Calculation by comparison
I have not been able to find resources for calculating the tidal heating of a primary planet from the effects of a moon. However, there is available literature for calculating the tidal heating of the moon itself in its orbit around Earth. The equation for heating in a tidally locked moon with an eccentric orbit is
$$\dot{E}_{tidal} = k_2\frac{21}{2}\frac{R^5n^5e^2}{G}$$ where $k_2$ is the Love number of the moon (0.0222), $R$ is the moon's mean radius (1738100 meters), $n$ is the mean orbital motion in radians per second ($2.662\times10^{-6}$), $e$ is the eccentricity of the moon's orbit (0.0549), and $G$ is the universal gravitational constant ($6.67\times10^{-11}$ m$^3$kg$^{-1}$s$^{-2}$).
Plug all those numbers in and we get $2.2\times10^{W}$, or 22 GW. That is about the electrical power output of the Three Gorges Dam or the Saturn V rocket at launch.
So what can we conclude from that?
First off, the tidal heating is strongly controlled by having a fast eccentric orbit. This is why Io has such strong tidal heating; its orbit is days, with moderate eccentricity. Re-running the numbers for Io, I get 138 TW; more than 500 time what the moon is getting! For a planet, there is nothing to orbit. You need something massive like Jupiter pulling you around. Earth is barely big enough to cause any heat to the moon, so a moon sized object isn't going to do much to Mars.

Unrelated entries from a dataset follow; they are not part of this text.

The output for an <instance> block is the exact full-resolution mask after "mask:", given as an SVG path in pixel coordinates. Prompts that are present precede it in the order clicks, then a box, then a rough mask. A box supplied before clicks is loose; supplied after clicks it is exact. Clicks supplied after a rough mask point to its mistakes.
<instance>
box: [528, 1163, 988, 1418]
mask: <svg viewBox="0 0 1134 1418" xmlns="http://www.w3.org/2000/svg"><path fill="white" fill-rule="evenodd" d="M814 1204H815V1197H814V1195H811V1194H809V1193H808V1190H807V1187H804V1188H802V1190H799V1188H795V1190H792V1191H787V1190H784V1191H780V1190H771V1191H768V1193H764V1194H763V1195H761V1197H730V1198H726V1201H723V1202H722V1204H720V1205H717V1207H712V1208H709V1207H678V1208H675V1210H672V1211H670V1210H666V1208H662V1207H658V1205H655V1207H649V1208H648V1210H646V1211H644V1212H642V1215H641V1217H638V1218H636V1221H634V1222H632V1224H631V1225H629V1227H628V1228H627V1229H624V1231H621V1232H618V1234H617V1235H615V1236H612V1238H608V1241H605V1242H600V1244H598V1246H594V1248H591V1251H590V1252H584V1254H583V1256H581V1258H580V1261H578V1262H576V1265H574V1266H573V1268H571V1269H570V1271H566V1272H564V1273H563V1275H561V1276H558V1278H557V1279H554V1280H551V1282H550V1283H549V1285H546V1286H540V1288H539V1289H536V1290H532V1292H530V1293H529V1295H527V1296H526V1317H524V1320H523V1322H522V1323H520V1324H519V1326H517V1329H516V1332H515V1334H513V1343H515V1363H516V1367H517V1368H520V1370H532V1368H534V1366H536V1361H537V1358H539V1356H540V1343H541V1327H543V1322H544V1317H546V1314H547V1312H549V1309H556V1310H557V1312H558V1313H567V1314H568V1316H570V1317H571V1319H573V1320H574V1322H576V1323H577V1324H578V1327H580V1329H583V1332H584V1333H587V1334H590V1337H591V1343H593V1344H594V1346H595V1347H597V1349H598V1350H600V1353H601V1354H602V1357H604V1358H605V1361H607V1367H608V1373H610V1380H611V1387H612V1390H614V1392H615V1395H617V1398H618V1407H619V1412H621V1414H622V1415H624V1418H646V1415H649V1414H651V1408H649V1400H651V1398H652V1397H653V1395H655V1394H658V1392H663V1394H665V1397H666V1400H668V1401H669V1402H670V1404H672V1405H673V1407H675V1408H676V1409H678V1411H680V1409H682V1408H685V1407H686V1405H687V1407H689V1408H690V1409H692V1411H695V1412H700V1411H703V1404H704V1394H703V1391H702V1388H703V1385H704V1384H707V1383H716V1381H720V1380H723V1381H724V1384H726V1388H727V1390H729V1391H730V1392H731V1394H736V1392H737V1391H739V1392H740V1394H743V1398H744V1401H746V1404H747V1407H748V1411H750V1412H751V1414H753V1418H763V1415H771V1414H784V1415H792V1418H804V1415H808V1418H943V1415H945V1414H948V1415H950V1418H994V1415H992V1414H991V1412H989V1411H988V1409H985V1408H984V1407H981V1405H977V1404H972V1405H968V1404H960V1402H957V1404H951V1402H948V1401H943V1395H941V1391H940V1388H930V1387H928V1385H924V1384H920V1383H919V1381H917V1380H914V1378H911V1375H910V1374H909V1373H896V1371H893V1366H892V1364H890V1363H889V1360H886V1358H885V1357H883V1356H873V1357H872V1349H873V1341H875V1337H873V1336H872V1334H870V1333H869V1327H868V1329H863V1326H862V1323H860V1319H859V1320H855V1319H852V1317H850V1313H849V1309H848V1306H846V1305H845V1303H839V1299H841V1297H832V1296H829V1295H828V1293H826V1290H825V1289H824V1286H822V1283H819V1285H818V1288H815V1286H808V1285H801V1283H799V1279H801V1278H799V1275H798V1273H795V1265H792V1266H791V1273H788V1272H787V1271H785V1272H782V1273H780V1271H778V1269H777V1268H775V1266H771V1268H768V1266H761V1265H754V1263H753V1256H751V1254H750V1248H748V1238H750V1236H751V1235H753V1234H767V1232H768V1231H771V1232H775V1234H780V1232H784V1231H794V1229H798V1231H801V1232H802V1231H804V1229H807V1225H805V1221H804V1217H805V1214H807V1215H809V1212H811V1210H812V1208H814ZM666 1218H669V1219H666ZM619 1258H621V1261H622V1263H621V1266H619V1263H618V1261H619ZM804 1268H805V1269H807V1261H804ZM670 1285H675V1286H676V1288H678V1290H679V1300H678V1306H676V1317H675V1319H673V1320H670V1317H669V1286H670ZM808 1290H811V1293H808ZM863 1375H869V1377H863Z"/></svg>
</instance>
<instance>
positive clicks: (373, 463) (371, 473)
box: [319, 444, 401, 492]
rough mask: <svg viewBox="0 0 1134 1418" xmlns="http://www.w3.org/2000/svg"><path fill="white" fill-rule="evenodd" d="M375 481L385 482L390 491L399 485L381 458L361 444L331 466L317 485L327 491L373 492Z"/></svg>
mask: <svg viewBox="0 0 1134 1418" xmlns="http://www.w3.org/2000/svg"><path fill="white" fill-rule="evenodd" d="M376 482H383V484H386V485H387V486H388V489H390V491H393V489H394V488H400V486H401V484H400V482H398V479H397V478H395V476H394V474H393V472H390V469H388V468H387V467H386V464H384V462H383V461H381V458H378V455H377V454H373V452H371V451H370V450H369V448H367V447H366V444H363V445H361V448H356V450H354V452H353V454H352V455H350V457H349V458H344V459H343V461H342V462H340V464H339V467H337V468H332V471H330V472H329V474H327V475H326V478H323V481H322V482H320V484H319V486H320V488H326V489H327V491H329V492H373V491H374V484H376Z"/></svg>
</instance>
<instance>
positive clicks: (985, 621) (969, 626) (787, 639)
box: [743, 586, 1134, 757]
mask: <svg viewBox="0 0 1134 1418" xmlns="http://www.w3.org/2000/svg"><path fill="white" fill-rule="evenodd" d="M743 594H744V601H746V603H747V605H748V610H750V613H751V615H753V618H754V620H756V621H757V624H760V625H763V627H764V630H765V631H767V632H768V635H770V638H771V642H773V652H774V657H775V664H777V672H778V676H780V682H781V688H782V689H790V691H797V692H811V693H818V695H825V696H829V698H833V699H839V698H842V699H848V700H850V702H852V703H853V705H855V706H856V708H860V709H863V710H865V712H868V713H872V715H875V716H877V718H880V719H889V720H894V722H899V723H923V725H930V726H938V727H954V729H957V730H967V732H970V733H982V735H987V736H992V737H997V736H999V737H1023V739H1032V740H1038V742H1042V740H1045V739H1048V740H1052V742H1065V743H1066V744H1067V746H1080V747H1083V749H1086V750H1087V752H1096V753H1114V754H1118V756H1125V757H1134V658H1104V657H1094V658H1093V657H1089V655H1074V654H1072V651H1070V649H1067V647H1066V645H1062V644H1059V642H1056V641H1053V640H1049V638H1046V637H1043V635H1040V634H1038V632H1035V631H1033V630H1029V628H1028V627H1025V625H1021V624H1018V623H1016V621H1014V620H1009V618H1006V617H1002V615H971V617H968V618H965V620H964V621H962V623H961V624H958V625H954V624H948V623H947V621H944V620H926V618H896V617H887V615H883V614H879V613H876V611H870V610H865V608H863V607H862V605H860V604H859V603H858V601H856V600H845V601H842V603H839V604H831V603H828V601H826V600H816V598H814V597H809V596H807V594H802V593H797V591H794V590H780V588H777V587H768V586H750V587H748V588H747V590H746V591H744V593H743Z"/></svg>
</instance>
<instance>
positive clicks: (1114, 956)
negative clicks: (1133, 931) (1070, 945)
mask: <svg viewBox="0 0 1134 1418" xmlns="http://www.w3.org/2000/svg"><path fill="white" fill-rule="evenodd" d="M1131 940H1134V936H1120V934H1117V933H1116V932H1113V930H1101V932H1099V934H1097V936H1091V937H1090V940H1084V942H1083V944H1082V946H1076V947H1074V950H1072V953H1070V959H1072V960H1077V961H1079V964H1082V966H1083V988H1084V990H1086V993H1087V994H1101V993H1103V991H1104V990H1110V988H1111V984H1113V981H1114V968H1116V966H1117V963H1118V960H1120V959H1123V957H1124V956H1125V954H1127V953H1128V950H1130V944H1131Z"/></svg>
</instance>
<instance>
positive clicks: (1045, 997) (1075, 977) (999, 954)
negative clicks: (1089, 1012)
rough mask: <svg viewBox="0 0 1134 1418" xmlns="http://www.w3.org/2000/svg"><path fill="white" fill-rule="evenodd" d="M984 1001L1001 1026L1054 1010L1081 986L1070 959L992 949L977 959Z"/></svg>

So if we don't have any means to increase the heating, that level of heat generation is far, far to low to ever heat up the core of Mars. The Earth, for example, loses 44 TW from its interior, so tidal heating is orders of magnitude too low to even balance outflow from a hot core.
Lastly, lets say Mars was orbiting Jupiter, in the same orbit as Io. Due to its bigger size, its heating would be 3 PW. Now we're getting somewhere! Lets use the same assumptions about Mars' core as I used in this question. That means the heat capacity of Mars' core will be about $1.9\times10^{26}$ J/K. Given our input of $3\times10^15$ J/s; it will take us $6.3\times10^{10}$ seconds, or 2000 years to increase core temperature by 1 Kelvin, not even counting heat losses through transfer to the core.
Conclusion
The tidal heating on the moon from Earth is trivial compared to the losses from a hot core. Therefore if an Earth sized object cannot appreciably heat the moon, it is unlikely that a moon sized object will appreciably heat Mars.
Even if you put Mars in a perilously close orbit of Jupiter, it would still take thousands of years to heat up the core appreciably.